The Wife in the Attic is a gorgeous reimagining of Jane Eyre, available as an Audible audiobook first and as an ebook in Fall 2021. This gothic tale follows a lonely governess employed by a charming aristocrat, but is fascinated by his mysterious wife.
Miss Oliver is a struggling guitar teacher in 19th-century England, an orphan who’s used to feeling like an outsider, thanks to her mixed Methodist English and working-class Portuguese Jewish background. When she hears of an opening at an isolated manor by the sea, she imagines sumptuous seaside meals, and a chance to bond with a little girl potentially just as lonely and odd as she is.
Miss Oliver’s new home is a creepy mansion, with sullen servants who won’t let her leave the house. She has a flirtatious master who might be stealing her letters, and an ill mistress who’s never seen outside her room. Her employer, Sir Kit Palethorp, wants an extremely proper Church of England education for his daughter. Between Miss Oliver’s religious and ethnic background, and her lesbian adventures at boarding school, she knows she’ll need to lie by omission to keep this job. Miss Oliver is never sure how much of the weirdness in the house is typical, but she’s fascinated by the Palethorpes. She spends the book unraveling whether Sir Kit’s foreign wife is the mad, sick woman he describes, and whether the two women–and the unpredictable little girl they’re learning to share–might have more in common than either had imagined.

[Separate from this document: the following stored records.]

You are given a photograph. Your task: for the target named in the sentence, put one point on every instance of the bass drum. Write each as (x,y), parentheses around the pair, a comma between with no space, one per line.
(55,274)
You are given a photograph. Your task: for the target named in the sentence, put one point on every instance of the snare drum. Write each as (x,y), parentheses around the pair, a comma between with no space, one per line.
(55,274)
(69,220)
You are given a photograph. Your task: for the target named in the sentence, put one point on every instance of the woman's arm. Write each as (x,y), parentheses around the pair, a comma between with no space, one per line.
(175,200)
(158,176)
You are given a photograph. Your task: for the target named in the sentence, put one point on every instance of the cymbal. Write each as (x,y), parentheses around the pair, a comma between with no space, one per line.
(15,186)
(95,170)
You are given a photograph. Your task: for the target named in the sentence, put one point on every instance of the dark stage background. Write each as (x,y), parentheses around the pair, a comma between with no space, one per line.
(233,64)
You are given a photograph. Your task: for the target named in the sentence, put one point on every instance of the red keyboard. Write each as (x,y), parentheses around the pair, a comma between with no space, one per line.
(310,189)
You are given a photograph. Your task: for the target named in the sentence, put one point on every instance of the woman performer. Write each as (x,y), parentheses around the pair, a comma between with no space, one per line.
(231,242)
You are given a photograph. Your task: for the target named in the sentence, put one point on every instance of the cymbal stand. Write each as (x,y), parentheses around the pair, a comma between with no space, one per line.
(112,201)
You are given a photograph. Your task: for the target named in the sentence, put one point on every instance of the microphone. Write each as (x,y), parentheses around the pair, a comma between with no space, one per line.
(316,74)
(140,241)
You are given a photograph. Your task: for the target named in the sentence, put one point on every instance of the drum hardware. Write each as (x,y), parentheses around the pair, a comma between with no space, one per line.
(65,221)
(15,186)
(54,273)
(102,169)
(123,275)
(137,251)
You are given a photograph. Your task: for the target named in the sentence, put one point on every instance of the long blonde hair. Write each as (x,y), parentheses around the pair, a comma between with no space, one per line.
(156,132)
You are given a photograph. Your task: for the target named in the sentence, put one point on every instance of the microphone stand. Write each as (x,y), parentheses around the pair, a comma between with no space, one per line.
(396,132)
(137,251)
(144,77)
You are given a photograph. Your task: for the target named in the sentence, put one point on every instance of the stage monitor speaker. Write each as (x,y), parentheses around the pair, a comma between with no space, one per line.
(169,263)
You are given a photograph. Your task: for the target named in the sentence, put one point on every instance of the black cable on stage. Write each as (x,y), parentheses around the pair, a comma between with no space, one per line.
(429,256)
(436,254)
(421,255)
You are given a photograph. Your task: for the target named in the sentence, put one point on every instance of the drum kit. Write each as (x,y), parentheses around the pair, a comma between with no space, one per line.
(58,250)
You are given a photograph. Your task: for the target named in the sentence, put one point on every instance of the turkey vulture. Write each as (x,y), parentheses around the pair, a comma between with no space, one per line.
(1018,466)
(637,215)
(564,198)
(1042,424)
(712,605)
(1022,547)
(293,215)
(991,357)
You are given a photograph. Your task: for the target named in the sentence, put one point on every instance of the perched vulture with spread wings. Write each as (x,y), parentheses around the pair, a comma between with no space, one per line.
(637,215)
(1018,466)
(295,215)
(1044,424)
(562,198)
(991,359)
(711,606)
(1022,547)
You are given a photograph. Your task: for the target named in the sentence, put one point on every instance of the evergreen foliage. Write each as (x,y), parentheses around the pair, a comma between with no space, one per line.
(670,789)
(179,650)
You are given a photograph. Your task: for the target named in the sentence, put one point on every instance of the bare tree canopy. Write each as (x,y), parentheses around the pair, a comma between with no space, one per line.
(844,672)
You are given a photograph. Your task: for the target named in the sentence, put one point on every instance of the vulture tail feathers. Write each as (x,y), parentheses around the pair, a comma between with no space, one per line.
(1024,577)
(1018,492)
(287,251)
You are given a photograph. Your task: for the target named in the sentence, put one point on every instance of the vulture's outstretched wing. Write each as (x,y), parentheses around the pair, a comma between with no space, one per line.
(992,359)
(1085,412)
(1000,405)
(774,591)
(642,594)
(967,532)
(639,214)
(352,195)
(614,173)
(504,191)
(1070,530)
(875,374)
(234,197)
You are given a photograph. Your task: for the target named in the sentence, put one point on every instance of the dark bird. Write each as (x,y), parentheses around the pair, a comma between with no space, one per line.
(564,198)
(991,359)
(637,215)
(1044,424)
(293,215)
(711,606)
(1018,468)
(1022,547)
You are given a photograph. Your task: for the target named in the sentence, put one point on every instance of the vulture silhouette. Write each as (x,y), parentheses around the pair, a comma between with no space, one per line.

The Wife in the Attic is a brilliant historical novel, filled with layers of secrets, and gothic fiction references. It’s unsettling and tense, but not scary. I loved Miss Oliver and Miss Palethorpe: they’re both outsiders who are skeptical observers of English society, and the book is peppered with their pointed commentary on English blind spots. Both women have trouble trusting others, and find they are not as alone in the world as they’d imagined. Readers who like to explore class and cultural differences in historical relationships would enjoy this book.
Miss Oliver is initially enthralled with the Palethrope family, even though she doesn’t trust either of the parents, or herself when she’s around them. Miss Oliver is a compelling heroine who knows she’s being manipulated, but can’t decide by whom. As the book continues, we learn more about her, and it was beautiful watching the character heal from generational trauma by connecting with other Portugese Jews.
There are many creative twists on the original Jane Eyre, but I wished the book had spent more time exploring the daughter’s storyline. There’s also a moment of disassociation during sex where consent is muddy. I felt that scene was unnecessary, and may be triggering for some readers.
It’s very hard to talk about this book without spoiling it, but The Wife in the Attic is smart, romantic, and a queer Jane Eyre that transforms the classic into an addictive story where no one trusts one another. I rarely read audiobooks, but I highly recommend this one.